How to Engage Your Readers? Generating Guiding Questions to Promote Active Reading
- URL: http://arxiv.org/abs/2407.14309v2
- Date: Mon, 29 Jul 2024 01:19:12 GMT
- Title: How to Engage Your Readers? Generating Guiding Questions to Promote Active Reading
- Authors: Peng Cui, Vilém Zouhar, Xiaoyu Zhang, Mrinmaya Sachan,
- Abstract summary: We introduce GuidingQ, a dataset of 10K in-text questions from textbooks and scientific articles.
We explore various approaches to generate such questions using language models.
We conduct a human study to understand the implication of such questions on reading comprehension.

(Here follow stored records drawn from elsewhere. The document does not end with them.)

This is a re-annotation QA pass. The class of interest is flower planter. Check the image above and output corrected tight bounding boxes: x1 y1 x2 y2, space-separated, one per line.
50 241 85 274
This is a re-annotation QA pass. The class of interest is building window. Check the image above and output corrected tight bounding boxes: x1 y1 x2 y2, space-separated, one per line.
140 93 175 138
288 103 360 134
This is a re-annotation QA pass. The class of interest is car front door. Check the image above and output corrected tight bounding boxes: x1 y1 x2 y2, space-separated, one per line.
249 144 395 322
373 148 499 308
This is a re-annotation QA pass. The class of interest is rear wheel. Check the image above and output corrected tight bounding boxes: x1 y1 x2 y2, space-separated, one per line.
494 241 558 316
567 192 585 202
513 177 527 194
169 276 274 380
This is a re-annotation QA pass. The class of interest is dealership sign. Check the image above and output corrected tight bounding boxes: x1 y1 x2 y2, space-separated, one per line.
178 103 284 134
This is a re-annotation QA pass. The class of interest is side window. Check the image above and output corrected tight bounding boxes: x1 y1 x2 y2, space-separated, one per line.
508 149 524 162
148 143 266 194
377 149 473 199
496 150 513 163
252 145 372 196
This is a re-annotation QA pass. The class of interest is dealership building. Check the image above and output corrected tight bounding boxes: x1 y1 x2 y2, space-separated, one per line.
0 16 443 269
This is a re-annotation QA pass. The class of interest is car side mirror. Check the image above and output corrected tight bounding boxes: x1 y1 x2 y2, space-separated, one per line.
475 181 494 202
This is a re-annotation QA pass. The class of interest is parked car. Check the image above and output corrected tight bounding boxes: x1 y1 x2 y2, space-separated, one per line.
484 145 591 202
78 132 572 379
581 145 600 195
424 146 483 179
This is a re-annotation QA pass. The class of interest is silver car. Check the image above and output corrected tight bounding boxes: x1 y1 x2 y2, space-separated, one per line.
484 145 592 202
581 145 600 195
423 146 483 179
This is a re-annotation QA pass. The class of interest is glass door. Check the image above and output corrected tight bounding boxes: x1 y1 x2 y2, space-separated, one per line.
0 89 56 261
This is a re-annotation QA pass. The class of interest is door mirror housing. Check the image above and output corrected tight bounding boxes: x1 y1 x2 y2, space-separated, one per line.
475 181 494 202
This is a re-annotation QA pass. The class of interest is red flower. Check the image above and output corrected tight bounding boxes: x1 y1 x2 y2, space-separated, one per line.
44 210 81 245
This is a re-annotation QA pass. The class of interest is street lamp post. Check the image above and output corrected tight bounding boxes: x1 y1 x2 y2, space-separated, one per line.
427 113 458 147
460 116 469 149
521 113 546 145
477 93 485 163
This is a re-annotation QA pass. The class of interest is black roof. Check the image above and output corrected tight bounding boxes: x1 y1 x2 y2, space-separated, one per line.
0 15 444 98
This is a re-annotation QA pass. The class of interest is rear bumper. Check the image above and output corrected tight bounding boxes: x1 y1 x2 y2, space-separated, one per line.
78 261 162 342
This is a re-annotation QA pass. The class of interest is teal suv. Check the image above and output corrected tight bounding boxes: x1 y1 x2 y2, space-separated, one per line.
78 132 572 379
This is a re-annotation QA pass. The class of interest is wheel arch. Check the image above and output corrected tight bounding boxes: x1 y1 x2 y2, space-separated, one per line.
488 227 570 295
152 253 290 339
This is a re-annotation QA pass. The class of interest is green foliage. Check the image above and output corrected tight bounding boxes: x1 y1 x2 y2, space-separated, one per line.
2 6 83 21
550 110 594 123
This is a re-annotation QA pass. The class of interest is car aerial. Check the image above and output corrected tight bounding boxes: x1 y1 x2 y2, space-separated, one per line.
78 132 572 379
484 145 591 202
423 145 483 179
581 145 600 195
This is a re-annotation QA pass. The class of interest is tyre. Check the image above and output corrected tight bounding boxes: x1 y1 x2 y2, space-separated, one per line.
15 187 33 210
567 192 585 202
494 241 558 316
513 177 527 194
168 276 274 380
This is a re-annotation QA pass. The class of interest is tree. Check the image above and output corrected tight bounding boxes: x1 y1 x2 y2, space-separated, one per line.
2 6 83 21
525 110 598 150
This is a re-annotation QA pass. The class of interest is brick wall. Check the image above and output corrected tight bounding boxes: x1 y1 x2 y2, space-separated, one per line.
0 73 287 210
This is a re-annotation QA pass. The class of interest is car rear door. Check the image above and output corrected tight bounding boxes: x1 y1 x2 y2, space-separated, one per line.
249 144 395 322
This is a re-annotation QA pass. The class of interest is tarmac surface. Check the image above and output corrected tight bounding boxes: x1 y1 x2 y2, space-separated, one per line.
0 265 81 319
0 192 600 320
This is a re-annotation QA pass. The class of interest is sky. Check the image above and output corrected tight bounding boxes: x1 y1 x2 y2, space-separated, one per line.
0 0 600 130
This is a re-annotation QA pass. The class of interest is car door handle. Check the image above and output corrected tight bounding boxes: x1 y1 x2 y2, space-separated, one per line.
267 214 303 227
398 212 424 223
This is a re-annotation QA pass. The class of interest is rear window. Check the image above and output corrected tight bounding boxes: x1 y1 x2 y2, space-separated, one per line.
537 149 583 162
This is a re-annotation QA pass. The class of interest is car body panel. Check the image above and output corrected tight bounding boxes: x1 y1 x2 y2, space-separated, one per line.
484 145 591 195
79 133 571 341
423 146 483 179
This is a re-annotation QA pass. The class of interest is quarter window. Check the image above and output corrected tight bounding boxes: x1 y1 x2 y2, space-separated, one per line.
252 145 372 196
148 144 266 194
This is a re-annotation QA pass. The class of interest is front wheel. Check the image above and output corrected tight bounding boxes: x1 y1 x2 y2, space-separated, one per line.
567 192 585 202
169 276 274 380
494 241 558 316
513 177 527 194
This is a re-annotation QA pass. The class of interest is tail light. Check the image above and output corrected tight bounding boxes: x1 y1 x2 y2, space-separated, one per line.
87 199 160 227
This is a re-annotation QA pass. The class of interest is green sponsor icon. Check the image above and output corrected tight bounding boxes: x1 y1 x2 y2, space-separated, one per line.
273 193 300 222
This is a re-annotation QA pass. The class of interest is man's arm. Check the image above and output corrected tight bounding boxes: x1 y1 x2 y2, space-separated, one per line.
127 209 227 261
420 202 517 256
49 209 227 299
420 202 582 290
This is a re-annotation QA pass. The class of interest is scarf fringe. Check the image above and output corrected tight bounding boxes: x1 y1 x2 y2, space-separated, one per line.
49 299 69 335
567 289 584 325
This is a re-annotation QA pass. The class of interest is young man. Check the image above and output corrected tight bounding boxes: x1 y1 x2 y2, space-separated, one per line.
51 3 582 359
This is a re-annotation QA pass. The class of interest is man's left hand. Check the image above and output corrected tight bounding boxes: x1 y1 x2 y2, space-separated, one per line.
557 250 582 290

- Score: 60.19226384241482
- License: http://creativecommons.org/licenses/by/4.0/
- Abstract: Using questions in written text is an effective strategy to enhance readability. However, what makes an active reading question good, what the linguistic role of these questions is, and what is their impact on human reading remains understudied. We introduce GuidingQ, a dataset of 10K in-text questions from textbooks and scientific articles. By analyzing the dataset, we present a comprehensive understanding of the use, distribution, and linguistic characteristics of these questions. Then, we explore various approaches to generate such questions using language models. Our results highlight the importance of capturing inter-question relationships and the challenge of question position identification in generating these questions. Finally, we conduct a human study to understand the implication of such questions on reading comprehension. We find that the generated questions are of high quality and are almost as effective as human-written questions in terms of improving readers' memorization and comprehension.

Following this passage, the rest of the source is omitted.